La peregrina por Cristian Morales

Mi relación con la navegación empezó hace 11 años. Viajaba por España y llamé a mis padres para darles feliz navidad. Mientras conversábamos mi viejo me cuenta que invertirá gran parte de sus ahorros en la construcción de una Lancha Chilota. ¿Lancha Chilota?, dije. Conocía Chiloé y las barcazas que surcan los canales del sur de Chile, pero nunca había oído hablar de Lanchas Chilotas. Me cuenta que hace unas semanas estuvo navegando en una.  Estaba cruzando el Seno del Reloncavi, al timón, en medio un temporal, tomando mate y sintiendo esa energía vital que entrega la inmensidad del mar, el frío viento en la cara que tensa las velas y hace crujir el mástil y las cuadernas como un árbol añoso y cansado.
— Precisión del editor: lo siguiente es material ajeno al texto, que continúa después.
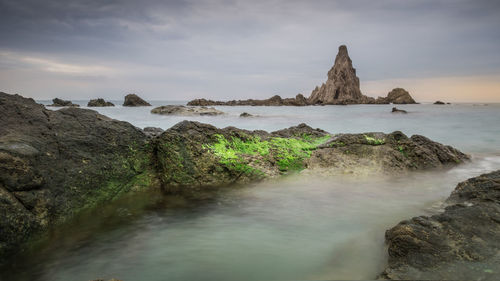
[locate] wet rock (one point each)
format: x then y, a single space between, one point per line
399 96
99 103
134 100
396 110
55 163
153 131
276 100
460 243
186 110
60 102
245 114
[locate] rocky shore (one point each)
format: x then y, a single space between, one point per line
55 164
340 88
462 243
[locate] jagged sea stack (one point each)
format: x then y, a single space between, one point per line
342 86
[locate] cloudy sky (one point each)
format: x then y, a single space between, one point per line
179 50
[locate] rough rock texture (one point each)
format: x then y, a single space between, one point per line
276 100
374 153
134 100
397 110
462 243
342 85
185 110
55 163
99 103
397 96
59 102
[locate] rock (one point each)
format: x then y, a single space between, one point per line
55 163
396 110
379 153
152 131
59 102
276 100
342 85
186 110
134 100
460 243
99 103
399 96
245 114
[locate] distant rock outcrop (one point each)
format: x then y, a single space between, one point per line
276 100
59 102
398 96
397 110
135 100
185 110
342 85
99 103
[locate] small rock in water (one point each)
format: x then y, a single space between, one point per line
396 110
245 114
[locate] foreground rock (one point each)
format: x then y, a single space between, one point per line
397 110
134 100
55 163
460 244
99 103
59 103
186 110
340 88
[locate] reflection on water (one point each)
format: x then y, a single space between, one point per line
295 228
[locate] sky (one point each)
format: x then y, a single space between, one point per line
220 49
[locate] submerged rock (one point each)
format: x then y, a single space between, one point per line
55 163
396 110
462 243
134 100
60 102
185 110
99 103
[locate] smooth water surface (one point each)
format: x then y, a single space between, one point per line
295 228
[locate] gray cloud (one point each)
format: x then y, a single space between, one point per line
224 49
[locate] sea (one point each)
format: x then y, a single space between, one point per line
298 227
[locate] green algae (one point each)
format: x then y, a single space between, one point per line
288 153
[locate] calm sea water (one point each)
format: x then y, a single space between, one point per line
294 228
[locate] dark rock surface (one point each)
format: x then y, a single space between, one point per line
376 153
397 96
342 85
55 163
397 110
59 103
462 243
340 88
134 100
276 100
186 110
99 103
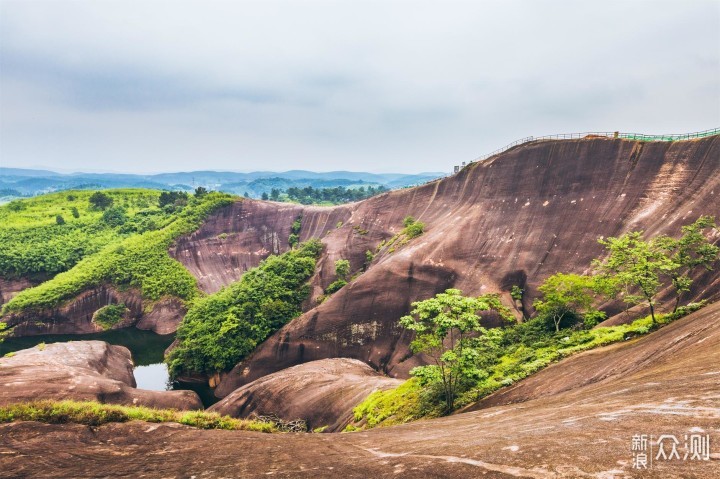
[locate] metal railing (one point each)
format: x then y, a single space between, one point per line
604 134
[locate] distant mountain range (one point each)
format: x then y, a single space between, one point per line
19 182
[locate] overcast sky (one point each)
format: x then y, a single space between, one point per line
149 86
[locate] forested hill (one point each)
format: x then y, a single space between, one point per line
111 246
18 182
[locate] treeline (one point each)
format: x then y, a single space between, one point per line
128 246
335 196
221 329
469 362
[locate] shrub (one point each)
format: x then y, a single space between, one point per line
221 329
92 413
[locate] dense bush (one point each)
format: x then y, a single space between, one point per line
507 356
138 260
221 329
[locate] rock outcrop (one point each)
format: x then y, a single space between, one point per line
515 219
76 315
585 431
322 393
83 371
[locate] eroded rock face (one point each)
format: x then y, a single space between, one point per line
583 431
83 371
322 393
516 219
76 316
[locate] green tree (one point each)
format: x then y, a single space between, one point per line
691 251
565 296
445 327
342 271
100 200
636 267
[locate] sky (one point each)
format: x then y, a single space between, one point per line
382 86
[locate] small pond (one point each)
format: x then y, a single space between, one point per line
146 347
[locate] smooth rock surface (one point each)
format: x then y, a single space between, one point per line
530 212
322 393
582 430
82 371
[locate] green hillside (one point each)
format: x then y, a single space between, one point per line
75 245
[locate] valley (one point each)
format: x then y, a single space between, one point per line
293 312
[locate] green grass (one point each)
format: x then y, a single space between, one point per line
108 316
138 260
92 413
511 355
33 244
220 330
387 408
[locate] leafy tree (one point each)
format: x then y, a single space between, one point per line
691 251
221 329
565 296
636 267
175 198
446 327
100 200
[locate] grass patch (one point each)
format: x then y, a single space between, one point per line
92 413
138 260
220 330
390 407
508 355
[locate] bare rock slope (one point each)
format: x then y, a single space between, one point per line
322 393
663 383
82 371
515 219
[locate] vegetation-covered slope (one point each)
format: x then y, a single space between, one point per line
512 220
124 243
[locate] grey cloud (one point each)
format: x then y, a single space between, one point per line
375 85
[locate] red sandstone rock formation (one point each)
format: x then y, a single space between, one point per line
322 393
530 212
82 371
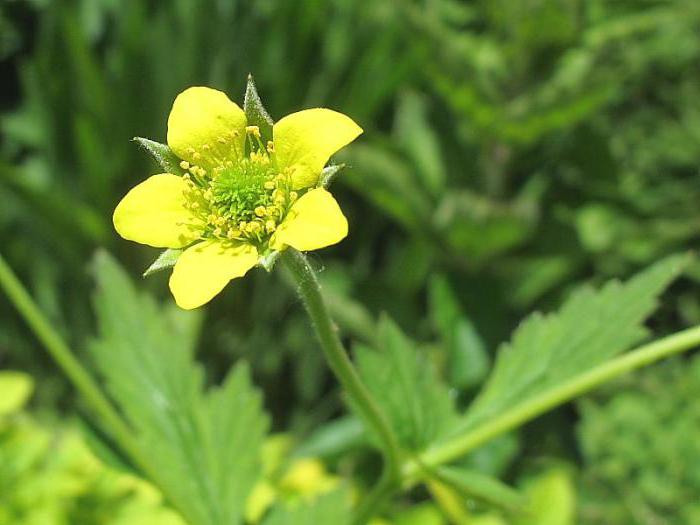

Me cuenta que sintió una Epifanía profunda, una iluminación momentánea y fugaz, de esas que se sienten pocas veces y que te hacen tomar decisiones trascendentales que cambian el rumbo de tu vida. Sin más, decide embarcarse en el desafiante y desconocido periplo de la construcción de un barco de madera. Contactó a dos carpinteros de ribera chilotes, Jaime Gallardo y Jose Mautor. Jaime le dice que por tradición tienen que encontrar el nombre de la embarcación antes de comenzar a construir. La Peregrina apareció entonces luego de un paseo por el mercado Persa de Santiago, en un anticuario encuentra el ancla de un galeón español que naufragó en el Canal de Chacao, Chiloe. En el 1792. El Ancla tenía grabado el nombre del barco hundido. Así nació La Peregrina y empezó mi historia como navegante.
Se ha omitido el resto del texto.